The couple was living out of their car and using it as a means to make money. At the time of the incident, they were delivering food for DoorDash, a popular restaurant-to-customer service. But with the saturation of the pepper spray, the couple could no longer stay in the vehicle. It was inhabitable, the lawsuit states.

“We were finding pepper balls in the car for months after the incident,” King said to The Washington Post.

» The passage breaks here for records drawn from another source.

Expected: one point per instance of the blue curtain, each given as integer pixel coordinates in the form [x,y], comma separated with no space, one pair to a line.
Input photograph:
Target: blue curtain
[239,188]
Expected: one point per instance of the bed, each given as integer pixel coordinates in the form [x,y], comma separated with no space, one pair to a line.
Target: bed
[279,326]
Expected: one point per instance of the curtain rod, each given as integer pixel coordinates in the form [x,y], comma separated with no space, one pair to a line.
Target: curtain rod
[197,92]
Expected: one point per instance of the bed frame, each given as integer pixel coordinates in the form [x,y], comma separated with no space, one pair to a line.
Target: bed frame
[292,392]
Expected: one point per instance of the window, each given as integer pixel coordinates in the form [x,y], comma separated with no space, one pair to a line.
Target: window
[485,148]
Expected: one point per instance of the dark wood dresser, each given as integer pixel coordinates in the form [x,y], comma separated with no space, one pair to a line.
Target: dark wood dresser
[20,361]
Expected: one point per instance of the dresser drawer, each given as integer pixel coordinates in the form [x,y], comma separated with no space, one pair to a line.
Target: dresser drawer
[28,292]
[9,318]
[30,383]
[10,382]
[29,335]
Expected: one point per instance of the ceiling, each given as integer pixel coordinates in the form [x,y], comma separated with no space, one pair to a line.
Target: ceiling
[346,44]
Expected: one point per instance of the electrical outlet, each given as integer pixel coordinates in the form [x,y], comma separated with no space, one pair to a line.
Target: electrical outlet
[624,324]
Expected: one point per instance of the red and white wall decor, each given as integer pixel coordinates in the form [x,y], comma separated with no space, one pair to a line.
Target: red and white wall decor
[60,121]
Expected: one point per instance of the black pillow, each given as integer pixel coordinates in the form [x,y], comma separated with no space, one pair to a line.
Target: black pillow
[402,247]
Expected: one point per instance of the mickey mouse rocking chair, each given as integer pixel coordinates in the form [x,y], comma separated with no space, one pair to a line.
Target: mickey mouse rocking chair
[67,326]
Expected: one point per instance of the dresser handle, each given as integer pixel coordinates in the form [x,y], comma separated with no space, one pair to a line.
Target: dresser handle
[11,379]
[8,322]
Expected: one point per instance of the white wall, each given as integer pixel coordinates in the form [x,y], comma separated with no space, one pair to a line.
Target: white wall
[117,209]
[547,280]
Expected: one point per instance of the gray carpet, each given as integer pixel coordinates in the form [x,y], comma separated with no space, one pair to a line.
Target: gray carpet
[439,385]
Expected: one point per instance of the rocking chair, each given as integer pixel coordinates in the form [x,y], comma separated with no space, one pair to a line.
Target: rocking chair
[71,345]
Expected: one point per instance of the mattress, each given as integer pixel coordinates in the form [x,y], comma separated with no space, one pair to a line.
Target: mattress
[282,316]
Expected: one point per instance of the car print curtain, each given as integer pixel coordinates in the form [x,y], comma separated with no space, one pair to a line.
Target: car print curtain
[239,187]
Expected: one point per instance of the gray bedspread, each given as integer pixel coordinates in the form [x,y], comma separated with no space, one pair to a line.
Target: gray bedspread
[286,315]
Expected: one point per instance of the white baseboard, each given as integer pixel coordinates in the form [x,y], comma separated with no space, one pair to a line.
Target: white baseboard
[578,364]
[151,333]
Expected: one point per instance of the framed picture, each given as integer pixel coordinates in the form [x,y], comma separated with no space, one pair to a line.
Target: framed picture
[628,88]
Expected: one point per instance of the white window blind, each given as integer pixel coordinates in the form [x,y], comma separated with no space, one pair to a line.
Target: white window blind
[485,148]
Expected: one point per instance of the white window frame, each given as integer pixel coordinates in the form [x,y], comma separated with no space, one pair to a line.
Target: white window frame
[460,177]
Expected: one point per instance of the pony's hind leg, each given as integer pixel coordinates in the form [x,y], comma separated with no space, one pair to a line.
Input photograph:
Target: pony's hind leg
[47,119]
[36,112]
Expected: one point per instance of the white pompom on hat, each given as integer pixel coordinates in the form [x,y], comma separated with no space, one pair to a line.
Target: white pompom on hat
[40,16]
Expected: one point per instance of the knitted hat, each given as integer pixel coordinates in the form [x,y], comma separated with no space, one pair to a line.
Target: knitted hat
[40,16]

This was coupled with the various injuries the two sustained. Brown had bruising and several lacerations over his face and body. The pepper spray left chemical burns and bruises on King. She also suffered a broken right hand. Moreover, King’s pregnancy was also impacted by the onslaught of chemicals — which led to complications in her pregnancy.

According to the lawsuit, King was “hospitalized twice for pregnancy complications, including severe cramping, elevated and then depressed fetal heart rate, chemical burns on her throat and lungs, and extreme dehydration from pain during eating and drinking due to the burns. In other words, the chemical burns hurt too much for her to swallow water.”

King said the hospital tests found chemicals from the pepper balls in her bloodstream. Her throat was burned so badly that it was hard for her to swallow or eat for months after the altercation.

“When I was pregnant, it was just hoping,” King said. “I was just waiting for birth. To see her that first time, to make sure she’s okay.”

Now their child, who today is a toddler, has shown signs of “pronounced developmental delays” since she was born, including not being able to crawl at the age of nine months. Nine months, according to many experts, is when certain motor skills should be activated. Those milestones include crawling, pulling up to stand, standing up and beginning to take steps while holding onto furniture.

Brown and King believe the settlement did not afford them closure to the horrific and damaging incident.

“We got money out of it,” he said. “But we’ve still got no accountability, so there’s no closure for us at the end of the day.”

Neither the city of Denver nor the Denver Police Department has given a statement on the settlement. However, an internal investigation of the incident conducted by Denver’s Office of the Independent Monitor ruled there was “no policy violation” based on available evidence.